Transportation results were essentially flat, with increased demand for northbound U.S. barge freight mostly offsetting decreased southbound demand due to lower exports from the Gulf.
Milling and other results improved $15 million to $55 million, due primarily to strong margins for flour, grain and feed.
Corn Processing results decline on lower ethanol margins
Corn Processing operating profit decreased from $251 million to $127 million.
Sweeteners and starches results declined $10 million to $85 million with increased North American volumes offset by lower contributions from coproducts, reduced equity earnings from joint-ventures, and startup costs related to the Tianjin sweetener facility.

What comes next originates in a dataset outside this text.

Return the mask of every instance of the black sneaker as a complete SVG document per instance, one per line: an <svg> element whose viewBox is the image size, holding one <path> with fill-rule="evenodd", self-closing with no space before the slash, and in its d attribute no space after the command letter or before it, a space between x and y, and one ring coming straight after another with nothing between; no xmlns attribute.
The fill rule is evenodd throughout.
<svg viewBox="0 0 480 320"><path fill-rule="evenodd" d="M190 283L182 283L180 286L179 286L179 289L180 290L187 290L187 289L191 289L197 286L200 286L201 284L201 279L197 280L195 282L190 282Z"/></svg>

Bioproducts results declined from $156 million to $42 million due to lower ethanol production volumes amid weaker industry margins. Supply/demand imbalances challenged industry ethanol margins most of the quarter, though conditions and margins have been improving since late March.
Oilseeds earnings excellent with record global soybean crushing results
Oilseeds operating profit of $483 million increased $153 million from strong year-ago results.
Crushing and origination operating profit increased $173 million to $334 million. Soybean crushing results for the quarter were the strongest ever, with record volumes in Europe and North America and strong margins globally, driven by strong U.S. and global meal demand. Improved farmer selling helped support a significant improvement in South American origination results.
Refining, packaging, biodiesel and other generated a profit of $52 million for the quarter, down $33 million. Improved biodiesel results in South America—from the enactment of increased blending standards in Brazil—were offset by lower margins in North America and weaker demand in Europe.
Oilseeds results in Asia for the quarter improved from the year-ago period, primarily driven by stronger Wilmar results.
Wild Flavors and Specialty Ingredients first reporting quarter
During the fourth quarter of 2014, ADM closed on the acquisitions of WILD Flavors GmbH and Specialty Commodities Inc. Starting with the first quarter of 2015, ADM has created a new business segment—Wild Flavors and Specialty Ingredients—which includes the results of these two businesses as well as ADM’s legacy specialty ingredients businesses.
In the first quarter, WILD Flavors and Specialty Ingredients operating profit was $68 million. Globally, the WILD Flavors business is off to a great start towards achieving the cost and revenue synergies that were identified last year. There have been more than 200 joint customer engagements, more than 400 projects in the pipeline and 30 revenue synergy wins across the business units and geographies.